When talking about new films, I'm not forgetting the common occurrence of films to appear, soon after their cinema release, on DVD in "the director's version" or something like that. But that's another story.

Monday 20 September 2010

The More the Merrier

I'm back, and eager to get back in the film blogging game. I'll start of easy though.

One of the best love scenes I know, and one that is surprisingly erotic, is to be found in The More the Merrier (1943). It's between Jean Arthur and Joel McCrea, two of my favourite actors from the 1930s and 1940s, and they play room-mates who are drawn to each other, but she's engaged to another man. The film is rather brilliant, and besides being a romantic comedy, it has unusual depth, for one thing it's about life in war-time. The reason they're living together is because of the lack of accommodation, despite the fact that most men are away, being killed at the front. With all the men away, McCrea's character gets a fair amount of attention from the women. In fact, some scenes are remarkable example of the "female gaze". In this particular scene, notice the way McCrea puts on and takes of her jacket, and the sprinkling of lovers along the street the walk on. It's very stagey, almost like a tableau from a musical.

The film was written by Robert Russell and Frank Ross, who hasn't written much else. In fact, Frank Ross's involvement might be due to the fact that he was married to Jean Arthur. But Garson Kanin is listed as uncredited writer, and that might have something to do with the quality of it.

The cinematographer is Ted Tetzlaff, who photographed a lot of suave comedies in the 30s, but perhaps made his best work on Notorious (1946). That was his last film as a cinematographer, he became a director after that, specialising in film noir and crime dramas.

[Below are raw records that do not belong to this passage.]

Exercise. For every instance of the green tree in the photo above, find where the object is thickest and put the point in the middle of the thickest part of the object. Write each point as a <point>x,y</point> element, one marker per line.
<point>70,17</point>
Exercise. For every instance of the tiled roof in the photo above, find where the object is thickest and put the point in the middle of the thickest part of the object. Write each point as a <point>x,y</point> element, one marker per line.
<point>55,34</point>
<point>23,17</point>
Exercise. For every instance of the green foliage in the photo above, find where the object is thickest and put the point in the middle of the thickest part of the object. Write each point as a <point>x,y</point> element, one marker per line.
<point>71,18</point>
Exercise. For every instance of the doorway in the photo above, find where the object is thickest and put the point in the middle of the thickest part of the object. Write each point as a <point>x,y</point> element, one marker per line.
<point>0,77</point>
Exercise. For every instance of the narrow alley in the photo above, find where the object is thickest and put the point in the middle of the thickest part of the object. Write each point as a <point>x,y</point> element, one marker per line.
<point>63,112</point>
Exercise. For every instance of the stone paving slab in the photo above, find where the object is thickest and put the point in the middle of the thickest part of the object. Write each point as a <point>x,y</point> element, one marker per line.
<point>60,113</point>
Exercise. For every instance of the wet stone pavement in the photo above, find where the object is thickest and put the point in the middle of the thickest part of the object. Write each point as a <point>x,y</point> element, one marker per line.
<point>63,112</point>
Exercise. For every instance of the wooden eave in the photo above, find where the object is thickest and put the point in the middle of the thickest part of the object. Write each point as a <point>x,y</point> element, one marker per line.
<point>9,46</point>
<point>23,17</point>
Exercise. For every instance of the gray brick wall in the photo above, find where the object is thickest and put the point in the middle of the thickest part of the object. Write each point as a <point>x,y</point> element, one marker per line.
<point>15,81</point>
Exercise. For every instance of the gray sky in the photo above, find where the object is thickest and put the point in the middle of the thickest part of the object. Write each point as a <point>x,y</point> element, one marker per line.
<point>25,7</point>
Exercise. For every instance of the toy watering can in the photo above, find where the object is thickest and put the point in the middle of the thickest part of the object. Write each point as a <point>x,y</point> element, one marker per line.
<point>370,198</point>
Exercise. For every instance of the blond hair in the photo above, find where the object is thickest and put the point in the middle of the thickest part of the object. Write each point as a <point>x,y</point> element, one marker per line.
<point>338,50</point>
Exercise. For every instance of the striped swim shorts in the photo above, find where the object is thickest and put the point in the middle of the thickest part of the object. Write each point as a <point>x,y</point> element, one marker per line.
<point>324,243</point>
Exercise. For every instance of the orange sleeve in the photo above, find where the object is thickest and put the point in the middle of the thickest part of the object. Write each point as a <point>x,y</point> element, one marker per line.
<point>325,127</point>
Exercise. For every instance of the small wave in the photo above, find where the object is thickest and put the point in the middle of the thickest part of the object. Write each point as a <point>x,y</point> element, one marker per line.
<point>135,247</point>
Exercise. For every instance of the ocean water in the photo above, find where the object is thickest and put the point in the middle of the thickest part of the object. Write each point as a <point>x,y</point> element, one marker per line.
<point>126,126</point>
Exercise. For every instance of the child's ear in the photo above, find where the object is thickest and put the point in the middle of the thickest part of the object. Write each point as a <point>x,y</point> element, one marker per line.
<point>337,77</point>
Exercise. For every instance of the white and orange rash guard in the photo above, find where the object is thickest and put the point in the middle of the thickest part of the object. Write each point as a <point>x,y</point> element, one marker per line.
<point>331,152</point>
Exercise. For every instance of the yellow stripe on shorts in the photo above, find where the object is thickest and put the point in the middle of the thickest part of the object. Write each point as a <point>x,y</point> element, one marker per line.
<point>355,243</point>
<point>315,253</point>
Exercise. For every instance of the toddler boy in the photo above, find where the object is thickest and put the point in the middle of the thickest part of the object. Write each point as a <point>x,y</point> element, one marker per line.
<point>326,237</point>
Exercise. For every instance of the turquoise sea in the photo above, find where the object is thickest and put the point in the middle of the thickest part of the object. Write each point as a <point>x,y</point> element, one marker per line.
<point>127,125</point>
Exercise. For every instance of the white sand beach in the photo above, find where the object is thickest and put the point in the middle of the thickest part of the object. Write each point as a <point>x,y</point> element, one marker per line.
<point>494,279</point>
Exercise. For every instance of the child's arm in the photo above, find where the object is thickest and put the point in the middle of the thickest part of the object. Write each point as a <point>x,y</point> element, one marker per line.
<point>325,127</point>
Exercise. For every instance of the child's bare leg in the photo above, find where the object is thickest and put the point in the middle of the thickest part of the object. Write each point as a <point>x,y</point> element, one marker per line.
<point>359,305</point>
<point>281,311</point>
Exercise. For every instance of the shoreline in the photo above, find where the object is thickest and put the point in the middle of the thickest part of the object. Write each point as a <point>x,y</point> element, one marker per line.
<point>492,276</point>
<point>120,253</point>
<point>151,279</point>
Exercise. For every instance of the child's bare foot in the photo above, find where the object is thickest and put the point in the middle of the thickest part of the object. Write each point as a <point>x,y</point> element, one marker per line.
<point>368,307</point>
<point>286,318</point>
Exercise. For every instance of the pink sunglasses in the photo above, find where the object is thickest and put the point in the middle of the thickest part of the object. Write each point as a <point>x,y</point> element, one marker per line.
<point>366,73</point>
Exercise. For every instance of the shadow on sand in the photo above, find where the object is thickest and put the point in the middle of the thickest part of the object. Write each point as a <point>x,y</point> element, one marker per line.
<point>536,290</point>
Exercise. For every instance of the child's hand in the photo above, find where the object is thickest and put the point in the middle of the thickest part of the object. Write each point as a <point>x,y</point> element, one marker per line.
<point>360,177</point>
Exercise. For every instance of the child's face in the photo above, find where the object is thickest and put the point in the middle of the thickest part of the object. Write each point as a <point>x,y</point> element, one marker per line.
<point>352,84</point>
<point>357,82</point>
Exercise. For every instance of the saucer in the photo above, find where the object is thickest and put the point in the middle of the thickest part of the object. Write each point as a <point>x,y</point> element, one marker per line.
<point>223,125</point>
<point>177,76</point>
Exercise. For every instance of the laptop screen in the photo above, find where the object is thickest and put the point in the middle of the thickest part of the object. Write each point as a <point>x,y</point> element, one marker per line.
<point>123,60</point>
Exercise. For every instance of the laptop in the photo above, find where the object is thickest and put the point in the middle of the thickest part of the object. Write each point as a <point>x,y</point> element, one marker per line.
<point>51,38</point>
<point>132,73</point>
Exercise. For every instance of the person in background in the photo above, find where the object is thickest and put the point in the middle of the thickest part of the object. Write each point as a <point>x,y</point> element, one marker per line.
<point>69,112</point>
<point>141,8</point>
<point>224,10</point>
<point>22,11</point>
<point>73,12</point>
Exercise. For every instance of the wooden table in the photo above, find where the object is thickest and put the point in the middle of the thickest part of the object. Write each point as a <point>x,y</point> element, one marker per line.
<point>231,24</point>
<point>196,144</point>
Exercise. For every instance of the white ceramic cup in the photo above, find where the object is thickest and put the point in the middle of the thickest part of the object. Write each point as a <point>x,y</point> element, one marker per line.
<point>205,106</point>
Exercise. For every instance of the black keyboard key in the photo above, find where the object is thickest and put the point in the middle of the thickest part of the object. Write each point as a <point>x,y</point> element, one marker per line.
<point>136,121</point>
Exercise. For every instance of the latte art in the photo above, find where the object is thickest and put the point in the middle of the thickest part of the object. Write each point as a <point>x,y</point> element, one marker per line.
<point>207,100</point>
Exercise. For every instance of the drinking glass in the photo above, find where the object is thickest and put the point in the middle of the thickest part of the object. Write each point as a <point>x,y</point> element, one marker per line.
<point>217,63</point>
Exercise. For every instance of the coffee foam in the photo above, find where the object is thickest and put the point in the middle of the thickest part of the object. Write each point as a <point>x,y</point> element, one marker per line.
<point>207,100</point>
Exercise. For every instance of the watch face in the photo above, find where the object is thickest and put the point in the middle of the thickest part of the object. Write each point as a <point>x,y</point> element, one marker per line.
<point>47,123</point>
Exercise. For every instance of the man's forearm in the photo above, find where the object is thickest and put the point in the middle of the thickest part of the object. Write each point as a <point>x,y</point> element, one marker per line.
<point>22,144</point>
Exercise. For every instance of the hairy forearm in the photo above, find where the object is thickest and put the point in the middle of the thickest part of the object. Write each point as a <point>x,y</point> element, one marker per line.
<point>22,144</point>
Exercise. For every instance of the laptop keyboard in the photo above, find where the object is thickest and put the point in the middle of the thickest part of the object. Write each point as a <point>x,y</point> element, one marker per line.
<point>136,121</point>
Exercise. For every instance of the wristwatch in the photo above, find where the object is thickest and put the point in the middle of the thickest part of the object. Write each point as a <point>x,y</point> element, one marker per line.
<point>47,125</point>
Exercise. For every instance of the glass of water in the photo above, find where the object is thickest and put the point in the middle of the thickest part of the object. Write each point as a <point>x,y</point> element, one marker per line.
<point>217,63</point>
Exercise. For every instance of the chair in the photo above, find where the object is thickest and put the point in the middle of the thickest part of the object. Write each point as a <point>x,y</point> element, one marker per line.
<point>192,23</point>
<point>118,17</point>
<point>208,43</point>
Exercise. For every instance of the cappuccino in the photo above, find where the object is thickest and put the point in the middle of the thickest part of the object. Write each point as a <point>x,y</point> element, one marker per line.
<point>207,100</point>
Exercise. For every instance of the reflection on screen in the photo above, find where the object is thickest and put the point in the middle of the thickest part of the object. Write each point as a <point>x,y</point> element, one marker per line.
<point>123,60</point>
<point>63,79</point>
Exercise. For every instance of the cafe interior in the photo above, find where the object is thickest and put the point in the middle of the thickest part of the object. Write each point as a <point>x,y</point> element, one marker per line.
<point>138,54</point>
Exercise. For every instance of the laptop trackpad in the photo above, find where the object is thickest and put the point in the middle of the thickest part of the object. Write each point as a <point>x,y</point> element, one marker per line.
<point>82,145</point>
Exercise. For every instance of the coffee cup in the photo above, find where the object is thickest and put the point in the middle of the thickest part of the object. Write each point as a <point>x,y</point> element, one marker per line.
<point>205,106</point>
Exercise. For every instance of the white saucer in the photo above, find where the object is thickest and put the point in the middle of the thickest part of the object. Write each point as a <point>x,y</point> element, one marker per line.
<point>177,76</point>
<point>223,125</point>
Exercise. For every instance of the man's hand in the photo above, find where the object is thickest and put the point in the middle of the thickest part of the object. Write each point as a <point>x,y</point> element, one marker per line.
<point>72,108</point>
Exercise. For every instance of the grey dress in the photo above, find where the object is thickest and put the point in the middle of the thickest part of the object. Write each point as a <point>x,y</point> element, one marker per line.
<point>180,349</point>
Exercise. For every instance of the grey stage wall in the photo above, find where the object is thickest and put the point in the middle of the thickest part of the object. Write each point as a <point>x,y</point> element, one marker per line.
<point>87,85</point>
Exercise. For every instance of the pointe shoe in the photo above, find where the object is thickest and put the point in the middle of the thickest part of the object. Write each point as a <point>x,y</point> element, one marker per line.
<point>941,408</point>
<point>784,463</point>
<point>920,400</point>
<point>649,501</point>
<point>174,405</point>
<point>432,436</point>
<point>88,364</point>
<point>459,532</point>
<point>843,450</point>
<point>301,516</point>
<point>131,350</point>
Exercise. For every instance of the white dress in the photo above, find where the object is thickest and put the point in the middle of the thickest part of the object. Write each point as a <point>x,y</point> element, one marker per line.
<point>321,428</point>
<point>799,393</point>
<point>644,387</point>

And the director is George Stevens, and although I never was a fan of his, I've always admired his shooting style, which is invariably complex and unorthodox. Long takes, elaborate compositions with a lot of blocking, and plenty of dissolves are among his trademarks. In this scene there are no dissolves, but the rest is there. And it's absolutely amazing, in short, this is Stevens's best film, and one of the best American films of the 40s. It should also be said that the great Charles Coburn is in it, although not in this scene.

Monday 6 September 2010


I'm going travelling and taking a break from the film blog. But not to worry, I'll be back in two weeks and I've got plenty of things to say.

Until then, two things to ponder:

Most of written film history is just a mythical abstraction.

No film is predictable until after you've seen it.

I googled the word Ponderabilia to see if it existed. Apparently it's big in Poland.

Wednesday 1 September 2010

An Ekman connection

In 1940 Hasse Ekman made a film called Swing it magistern, together with Schamyl Bauman. Ekman also wrote the lyrics for the songs, the best of which is probably the following:

This song became a real classic, and 60 years later Robyn performed it. Here's her take on it:

This will not necessarily be a part of my thesis (for newcomers to this blog, the thesis is about Ekman) but it's a good song. That's all I'm saying.